Evaluation of the accuracy of automated tooth segmentation of intraoral scans using artificial intelligence-based software packages.

机构信息

Department of Orthodontics, Faculty of Dentistry, Alexandria University, Alexandria, Egypt.

Department of Orthodontics, Faculty of Dentistry, Alexandria University, Alexandria, Egypt.

出版信息

Am J Orthod Dentofacial Orthop. 2024 Sep;166(3):282-291.e1. doi: 10.1016/j.ajodo.2024.05.015. Epub 2024 Jun 21.

Abstract

INTRODUCTION

The accuracy of tooth segmentation in intraoral scans is crucial for performing virtual setups and appliance fabrication. Hence, the objective of this study was to estimate and compare the accuracy of automated tooth segmentation generated by the artificial intelligence of dentOne software (DIORCO Co, Ltd, Yongin, South Korea) and Medit Ortho Simulation software (Medit Corp, Seoul, South Korea).

METHODS

Twelve maxillary and mandibular pretreatment dental scan sets comprising 286 teeth were collected for this investigation from the archives of the Department of Orthodontics, Faculty of Dentistry, Alexandria University. The scans were imported as standard tessellation language files into both dentOne and Medit Ortho Simulation software. Automatic segmentation was run on each software. The number of successfully segmented teeth vs failed segmentations was recorded to determine the success rate of automated segmentation of each program. Evaluation of success and/or failure was based on the software's identification of the teeth and the quality of the segmentation. The mesiodistal tooth width measurements after segmentation using both tested software programs were compared with those measured on the unsegmented scan using Meshmixer software (Autodesk, San Rafael, Calif). The unsegmented scans served as the reference standard.

RESULTS

A total of 288 teeth were examined. Successful identification rates were 99% and 98.3% for Medit and dentOne, respectively. Success rates of segmenting the lingual surfaces of incisors were significantly higher in Medit than in dentOne (93.7% vs 66.7%, respectively; P <0.001). DentOne overestimated the mesiodistal width of canines (0.11 mm, P = 0.032), premolars (0.22 mm, P < 0.001), and molars (0.14 mm, P = 0.043) compared with the reference standard, whereas Medit overestimated the mesiodistal width of premolars only (0.13 mm, P = 0.006).
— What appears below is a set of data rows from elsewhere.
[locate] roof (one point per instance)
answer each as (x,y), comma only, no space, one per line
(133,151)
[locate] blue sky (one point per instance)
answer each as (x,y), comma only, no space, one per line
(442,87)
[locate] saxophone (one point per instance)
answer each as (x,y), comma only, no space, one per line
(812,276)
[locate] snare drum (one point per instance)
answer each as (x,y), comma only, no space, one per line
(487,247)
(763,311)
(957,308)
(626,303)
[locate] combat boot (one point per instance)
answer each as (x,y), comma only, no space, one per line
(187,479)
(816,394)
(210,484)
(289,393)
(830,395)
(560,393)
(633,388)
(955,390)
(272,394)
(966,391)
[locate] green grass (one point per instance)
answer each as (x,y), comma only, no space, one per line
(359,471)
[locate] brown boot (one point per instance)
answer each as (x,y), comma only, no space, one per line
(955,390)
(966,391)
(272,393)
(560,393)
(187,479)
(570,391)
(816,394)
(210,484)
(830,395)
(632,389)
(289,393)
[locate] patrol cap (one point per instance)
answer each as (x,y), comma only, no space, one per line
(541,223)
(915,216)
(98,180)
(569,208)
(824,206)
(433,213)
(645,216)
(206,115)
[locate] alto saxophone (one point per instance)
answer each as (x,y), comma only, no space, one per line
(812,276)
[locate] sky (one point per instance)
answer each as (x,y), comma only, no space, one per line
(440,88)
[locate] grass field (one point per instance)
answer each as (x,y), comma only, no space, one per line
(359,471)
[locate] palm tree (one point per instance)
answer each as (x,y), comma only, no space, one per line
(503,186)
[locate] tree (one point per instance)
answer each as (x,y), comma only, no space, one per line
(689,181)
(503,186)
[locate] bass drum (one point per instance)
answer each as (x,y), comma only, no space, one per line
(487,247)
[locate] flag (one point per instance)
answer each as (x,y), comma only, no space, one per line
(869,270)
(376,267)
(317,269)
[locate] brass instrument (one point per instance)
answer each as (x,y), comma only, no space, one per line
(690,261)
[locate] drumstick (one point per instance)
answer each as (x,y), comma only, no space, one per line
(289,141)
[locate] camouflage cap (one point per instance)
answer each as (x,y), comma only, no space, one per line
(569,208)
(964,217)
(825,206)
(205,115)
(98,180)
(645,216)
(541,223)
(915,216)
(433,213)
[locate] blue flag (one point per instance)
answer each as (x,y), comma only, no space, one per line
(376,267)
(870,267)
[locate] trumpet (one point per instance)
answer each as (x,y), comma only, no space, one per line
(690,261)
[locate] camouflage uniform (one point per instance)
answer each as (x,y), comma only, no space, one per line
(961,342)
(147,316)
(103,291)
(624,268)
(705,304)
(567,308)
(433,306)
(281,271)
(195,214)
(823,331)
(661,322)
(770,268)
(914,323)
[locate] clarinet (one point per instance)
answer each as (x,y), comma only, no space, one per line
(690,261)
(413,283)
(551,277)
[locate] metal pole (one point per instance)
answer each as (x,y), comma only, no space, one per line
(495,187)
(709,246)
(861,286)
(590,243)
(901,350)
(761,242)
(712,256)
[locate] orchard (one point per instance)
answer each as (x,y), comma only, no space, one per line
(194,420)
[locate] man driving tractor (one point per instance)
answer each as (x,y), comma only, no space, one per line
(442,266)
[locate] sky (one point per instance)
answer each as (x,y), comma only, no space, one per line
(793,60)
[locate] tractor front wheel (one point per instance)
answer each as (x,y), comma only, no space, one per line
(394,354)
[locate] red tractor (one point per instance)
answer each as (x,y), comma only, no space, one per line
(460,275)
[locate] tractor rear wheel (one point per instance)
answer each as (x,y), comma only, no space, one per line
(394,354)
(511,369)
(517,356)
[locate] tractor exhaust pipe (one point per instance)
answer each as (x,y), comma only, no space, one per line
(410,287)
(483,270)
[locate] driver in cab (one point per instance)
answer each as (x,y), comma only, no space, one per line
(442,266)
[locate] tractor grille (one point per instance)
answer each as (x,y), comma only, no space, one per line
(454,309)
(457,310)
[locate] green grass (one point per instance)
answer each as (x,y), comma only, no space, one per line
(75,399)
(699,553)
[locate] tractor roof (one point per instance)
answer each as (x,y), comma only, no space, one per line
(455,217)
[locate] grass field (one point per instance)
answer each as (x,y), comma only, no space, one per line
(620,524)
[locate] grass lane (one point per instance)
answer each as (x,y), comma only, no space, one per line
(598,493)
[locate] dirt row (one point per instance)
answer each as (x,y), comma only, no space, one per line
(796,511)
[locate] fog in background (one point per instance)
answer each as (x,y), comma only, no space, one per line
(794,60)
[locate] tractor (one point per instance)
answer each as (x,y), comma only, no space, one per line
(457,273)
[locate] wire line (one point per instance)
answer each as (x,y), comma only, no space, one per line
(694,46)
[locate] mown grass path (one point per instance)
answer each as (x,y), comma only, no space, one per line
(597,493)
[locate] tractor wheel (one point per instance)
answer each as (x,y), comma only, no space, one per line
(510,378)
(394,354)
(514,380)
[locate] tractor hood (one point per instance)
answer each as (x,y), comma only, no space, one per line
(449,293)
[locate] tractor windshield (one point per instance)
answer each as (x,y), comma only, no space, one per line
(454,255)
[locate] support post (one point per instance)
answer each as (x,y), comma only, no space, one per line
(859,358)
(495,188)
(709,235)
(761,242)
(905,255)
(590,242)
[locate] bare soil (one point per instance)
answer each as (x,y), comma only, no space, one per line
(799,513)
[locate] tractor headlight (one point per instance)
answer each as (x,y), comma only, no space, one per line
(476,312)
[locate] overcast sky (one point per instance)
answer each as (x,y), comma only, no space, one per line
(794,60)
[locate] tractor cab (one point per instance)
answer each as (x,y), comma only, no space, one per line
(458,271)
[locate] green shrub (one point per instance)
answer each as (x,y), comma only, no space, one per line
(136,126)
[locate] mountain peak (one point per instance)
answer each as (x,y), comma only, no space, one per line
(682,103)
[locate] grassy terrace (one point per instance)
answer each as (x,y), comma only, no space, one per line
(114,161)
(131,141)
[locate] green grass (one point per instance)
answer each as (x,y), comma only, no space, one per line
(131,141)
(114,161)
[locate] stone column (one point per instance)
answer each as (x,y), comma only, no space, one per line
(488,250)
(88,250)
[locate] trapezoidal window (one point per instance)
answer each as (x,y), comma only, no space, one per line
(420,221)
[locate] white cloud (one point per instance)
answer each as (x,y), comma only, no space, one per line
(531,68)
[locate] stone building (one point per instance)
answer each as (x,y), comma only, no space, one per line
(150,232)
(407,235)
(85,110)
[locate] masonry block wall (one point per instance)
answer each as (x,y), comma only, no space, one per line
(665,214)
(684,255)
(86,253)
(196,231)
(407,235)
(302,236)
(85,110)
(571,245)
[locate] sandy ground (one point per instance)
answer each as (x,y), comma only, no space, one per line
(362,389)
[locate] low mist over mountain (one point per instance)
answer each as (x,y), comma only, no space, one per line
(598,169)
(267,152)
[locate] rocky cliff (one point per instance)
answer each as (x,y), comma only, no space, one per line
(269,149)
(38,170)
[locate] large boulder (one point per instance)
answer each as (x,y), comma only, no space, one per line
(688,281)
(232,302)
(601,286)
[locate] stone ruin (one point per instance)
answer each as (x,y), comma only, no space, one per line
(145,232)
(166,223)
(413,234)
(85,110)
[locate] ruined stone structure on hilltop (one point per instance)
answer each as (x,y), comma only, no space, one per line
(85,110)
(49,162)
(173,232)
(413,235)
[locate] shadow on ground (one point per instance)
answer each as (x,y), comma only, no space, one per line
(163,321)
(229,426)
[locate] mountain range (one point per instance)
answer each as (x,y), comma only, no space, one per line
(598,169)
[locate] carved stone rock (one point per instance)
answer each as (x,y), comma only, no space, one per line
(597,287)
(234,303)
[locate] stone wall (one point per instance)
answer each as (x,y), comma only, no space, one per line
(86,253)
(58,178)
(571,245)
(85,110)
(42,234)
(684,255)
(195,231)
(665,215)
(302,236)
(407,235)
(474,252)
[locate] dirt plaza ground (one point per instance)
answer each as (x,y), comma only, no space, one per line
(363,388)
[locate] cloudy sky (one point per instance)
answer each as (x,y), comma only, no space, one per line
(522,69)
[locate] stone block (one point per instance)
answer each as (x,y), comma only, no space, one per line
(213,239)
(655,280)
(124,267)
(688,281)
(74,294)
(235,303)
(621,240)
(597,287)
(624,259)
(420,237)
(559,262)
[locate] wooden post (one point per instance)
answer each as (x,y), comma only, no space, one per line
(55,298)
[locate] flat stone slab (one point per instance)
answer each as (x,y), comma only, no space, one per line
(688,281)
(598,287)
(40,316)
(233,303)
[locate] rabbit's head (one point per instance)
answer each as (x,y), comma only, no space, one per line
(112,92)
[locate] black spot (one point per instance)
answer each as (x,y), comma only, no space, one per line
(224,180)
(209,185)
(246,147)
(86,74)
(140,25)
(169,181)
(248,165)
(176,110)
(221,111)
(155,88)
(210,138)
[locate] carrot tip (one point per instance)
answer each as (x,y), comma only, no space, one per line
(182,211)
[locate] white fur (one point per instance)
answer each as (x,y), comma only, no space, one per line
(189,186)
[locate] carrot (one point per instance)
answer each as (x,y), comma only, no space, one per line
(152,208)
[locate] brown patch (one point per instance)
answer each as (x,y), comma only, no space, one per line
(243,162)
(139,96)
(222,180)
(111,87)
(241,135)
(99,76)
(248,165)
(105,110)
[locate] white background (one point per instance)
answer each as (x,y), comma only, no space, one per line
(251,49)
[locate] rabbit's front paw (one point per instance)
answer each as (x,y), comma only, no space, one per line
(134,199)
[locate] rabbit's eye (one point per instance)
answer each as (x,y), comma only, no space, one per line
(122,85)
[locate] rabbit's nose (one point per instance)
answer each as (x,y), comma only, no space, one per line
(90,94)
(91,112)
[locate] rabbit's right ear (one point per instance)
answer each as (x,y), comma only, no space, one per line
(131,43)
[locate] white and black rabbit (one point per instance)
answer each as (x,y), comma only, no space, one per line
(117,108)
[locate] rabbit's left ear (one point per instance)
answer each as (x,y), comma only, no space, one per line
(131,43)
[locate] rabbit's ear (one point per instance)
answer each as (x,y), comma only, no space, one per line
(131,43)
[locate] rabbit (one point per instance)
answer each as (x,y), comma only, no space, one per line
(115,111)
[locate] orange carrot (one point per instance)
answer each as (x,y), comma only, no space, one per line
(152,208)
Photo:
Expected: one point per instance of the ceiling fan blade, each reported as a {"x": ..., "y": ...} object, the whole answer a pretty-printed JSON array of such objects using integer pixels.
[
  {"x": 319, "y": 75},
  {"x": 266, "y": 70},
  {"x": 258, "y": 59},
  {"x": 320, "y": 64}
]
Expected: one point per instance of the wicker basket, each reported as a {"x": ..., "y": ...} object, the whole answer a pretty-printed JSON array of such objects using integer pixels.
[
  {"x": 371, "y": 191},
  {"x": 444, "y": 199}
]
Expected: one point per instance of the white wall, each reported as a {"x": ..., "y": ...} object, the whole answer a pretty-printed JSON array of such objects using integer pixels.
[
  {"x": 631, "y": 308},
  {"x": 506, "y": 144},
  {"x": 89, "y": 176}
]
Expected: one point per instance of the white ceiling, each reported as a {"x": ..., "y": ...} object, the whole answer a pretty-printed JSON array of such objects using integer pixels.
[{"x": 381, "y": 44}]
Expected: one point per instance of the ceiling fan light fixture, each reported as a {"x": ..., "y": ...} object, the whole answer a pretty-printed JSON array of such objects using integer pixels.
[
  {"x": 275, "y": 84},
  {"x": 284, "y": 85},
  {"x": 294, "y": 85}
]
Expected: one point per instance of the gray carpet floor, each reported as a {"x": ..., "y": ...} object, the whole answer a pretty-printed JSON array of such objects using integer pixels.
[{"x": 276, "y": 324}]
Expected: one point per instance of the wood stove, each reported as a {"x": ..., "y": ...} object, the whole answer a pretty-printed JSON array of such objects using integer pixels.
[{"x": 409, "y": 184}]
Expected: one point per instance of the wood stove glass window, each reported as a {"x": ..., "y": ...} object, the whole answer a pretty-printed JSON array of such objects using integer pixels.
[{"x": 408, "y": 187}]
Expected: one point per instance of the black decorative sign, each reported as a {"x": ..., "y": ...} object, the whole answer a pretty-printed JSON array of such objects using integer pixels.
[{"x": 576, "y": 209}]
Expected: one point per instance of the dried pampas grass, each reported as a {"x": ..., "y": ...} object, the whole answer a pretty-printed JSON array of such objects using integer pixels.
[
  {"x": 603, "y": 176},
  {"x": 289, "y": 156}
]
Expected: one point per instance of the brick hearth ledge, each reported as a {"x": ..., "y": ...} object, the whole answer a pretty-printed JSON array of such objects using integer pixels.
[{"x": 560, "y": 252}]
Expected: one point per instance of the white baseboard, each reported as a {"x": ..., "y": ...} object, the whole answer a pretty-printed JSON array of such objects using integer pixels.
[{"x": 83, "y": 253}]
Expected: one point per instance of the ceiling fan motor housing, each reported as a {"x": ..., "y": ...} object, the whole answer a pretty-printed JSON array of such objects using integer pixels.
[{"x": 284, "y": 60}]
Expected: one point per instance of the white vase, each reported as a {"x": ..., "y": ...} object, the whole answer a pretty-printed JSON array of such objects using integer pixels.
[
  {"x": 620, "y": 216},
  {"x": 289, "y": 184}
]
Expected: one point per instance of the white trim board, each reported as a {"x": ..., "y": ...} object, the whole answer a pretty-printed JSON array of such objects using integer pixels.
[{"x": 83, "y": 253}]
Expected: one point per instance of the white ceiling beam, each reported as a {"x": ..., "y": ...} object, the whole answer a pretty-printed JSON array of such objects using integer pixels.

Bland-Altman plots showed that mesiodistal tooth width agreement limits exceeded 0.2 mm between each software and the reference standard.

CONCLUSIONS

Both artificial intelligence-segmentation software demonstrated acceptable accuracy in tooth segmentation. There is a need for improvement in segmenting incisor lingual tooth surfaces in dentOne. Both software programs tended to overestimate the mesiodistal widths of segmented teeth, particularly the premolars. Artificial intelligence-segmentation needs to be manually adjusted by the operator to ensure accuracy. However, this still does not solve the problem of proximal surface reconstruction by the software.

摘要

简介

口腔内扫描中牙齿分割的准确性对于进行虚拟设置和矫正器制作至关重要。因此,本研究的目的是评估和比较 dentOne 软件(DIORCO Co,Ltd,韩国 Yongin)和 Medit Ortho Simulation 软件(Medit Corp,韩国首尔)的人工智能生成的自动牙齿分割的准确性。

方法

从亚历山大大学牙科学院正畸科的档案中收集了 12 个上颌和下颌预处理牙扫描集,共 286 颗牙齿。将扫描以标准曲面细分语言文件的形式导入 dentOne 和 Medit Ortho Simulation 软件。在每个软件上运行自动分割。记录成功分割的牙齿数量与失败分割的牙齿数量,以确定每个程序自动分割的成功率。成功和/或失败的评估基于软件识别牙齿和分割质量。使用这两个测试软件程序分割后的中近远牙宽测量值与使用 Meshmixer 软件(Autodesk,加利福尼亚州圣拉斐尔)在未分割扫描上的测量值进行比较。未分割的扫描作为参考标准。

结果

共检查了 288 颗牙齿。Medit 和 dentOne 的成功识别率分别为 99%和 98.3%。Medit 中切牙舌侧表面分割的成功率明显高于 dentOne(分别为 93.7%和 66.7%;P<0.001)。与参考标准相比,dentOne 高估了尖牙(0.11 毫米,P=0.032)、前磨牙(0.22 毫米,P<0.001)和磨牙(0.14 毫米,P=0.043)的中近远牙宽,而 Medit 仅高估了前磨牙的中近远牙宽(0.13 毫米,P=0.006)。Bland-Altman 图显示,每个软件与参考标准之间的中近远牙宽一致性限制超过 0.2 毫米。

结论

两种人工智能分割软件在牙齿分割方面都具有可接受的准确性。需要改进 dentOne 中切牙舌侧牙齿表面的分割。两种软件程序都倾向于高估分割牙齿的中近远牙宽,特别是前磨牙。需要由操作员手动调整人工智能分割以确保准确性。然而,这仍然不能解决软件对近中面重建的问题。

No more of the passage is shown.